Could you discuss the FDA approval of rituximab-pvvr (Ruxience), a biosimilar to rituximab for patients with CD20-positive CLL in combination with fludarabine and cyclophosphamide?
We’re going to see a significant financial improvement for patients. [Financial toxicity] is something that we don't necessarily always discuss with patients or at medical meetings. I'm hoping biosimilars—especially in CLL—will come down the pipeline. Having a biosimilar formulation available to us will help reduce the cost and availability of the regimen. It’ll be a great improvement for our patients in terms of access to care.
Are there any additional emerging combination strategies that you would like to highlight?
The data from the phase II CAPTIVATE trial were presented by William G. Wierda, MD, PhD, of The University of Texas MD Anderson Cancer Center, at the 2019 ASCO Annual Meeting. The trial tested the combination of ibrutinib and venetoclax. One hundred percent of patients had a response. For the first time, we’re seeing deep responses that are leading to MRD negativity. For the first time, we can start to think about discontinuing therapy.

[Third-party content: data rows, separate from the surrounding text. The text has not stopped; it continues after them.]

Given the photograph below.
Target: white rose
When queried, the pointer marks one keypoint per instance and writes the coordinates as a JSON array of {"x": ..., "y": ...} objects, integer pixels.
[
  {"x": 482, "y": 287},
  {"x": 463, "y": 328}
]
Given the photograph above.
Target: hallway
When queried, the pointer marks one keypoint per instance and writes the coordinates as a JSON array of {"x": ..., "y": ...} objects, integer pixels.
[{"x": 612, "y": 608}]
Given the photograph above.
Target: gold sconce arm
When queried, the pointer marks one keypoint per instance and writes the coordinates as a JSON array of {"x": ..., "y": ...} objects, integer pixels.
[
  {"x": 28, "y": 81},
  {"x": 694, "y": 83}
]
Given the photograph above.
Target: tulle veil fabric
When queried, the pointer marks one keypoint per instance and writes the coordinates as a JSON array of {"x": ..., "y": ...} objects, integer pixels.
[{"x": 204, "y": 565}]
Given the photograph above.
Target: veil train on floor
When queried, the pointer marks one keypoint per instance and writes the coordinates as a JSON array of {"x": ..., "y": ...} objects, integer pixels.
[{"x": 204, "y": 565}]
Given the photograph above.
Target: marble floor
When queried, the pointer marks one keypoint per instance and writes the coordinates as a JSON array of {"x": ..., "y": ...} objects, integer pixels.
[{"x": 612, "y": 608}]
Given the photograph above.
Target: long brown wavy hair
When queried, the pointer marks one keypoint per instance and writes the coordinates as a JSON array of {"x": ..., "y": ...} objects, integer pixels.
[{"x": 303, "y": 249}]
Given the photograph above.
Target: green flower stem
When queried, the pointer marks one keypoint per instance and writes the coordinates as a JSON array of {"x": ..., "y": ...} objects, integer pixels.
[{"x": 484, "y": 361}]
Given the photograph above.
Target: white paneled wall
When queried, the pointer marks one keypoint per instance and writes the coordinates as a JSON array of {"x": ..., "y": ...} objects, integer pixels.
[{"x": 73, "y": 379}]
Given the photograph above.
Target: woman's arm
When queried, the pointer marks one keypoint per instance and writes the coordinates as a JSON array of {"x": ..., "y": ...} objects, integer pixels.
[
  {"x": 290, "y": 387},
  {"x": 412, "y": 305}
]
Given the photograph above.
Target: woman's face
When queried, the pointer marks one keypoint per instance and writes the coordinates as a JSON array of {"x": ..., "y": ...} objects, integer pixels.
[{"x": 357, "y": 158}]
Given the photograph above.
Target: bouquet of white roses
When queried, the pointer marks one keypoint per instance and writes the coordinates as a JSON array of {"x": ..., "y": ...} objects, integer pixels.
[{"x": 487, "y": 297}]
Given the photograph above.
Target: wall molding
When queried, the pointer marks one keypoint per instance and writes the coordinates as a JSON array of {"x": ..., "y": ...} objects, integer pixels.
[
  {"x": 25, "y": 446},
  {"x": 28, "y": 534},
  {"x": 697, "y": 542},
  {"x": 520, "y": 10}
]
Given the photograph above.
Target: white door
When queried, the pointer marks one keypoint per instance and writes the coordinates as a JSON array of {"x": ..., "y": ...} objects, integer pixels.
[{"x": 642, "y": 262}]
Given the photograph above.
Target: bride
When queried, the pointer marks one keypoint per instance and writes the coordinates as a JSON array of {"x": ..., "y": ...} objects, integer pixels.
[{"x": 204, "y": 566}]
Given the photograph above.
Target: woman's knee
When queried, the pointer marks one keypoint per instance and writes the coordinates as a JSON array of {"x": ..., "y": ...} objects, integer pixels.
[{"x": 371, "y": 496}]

The trial has a novel design and is likely to revolutionize the field. This is in comparison with CML, where we have very sophisticated tables outlining when to test for MRD and what to do with the results of MRD. Moreover, [this trial may also shed light on] when and how to reinitiate therapy, and when to test for resistance. None of that has been available or investigated thoroughly in CLL.
What are the main areas of unmet need?
Some patients with CLL have disease that is categorized by loss of p53 function, either through del(17p) or p53 mutation. These patients respond to our novel therapies, but their response is not durable in comparison to patients without those abnormalities. The second category is patients who have a complex karyotype or an unstable genome. These patients generally have a response to all of our novel therapies, but, unfortunately, have a poor prognosis because their responses are not durable.
Another category is younger patients who have poor molecular characteristics. An additional issue for younger patients is that they tend to be on therapy for a longer period of time; therefore, they may run out of therapeutic options a little quicker. One last area is patients with Richter's transformation. We have better strategies now, but we are limited by the short duration of responses seen in most patients.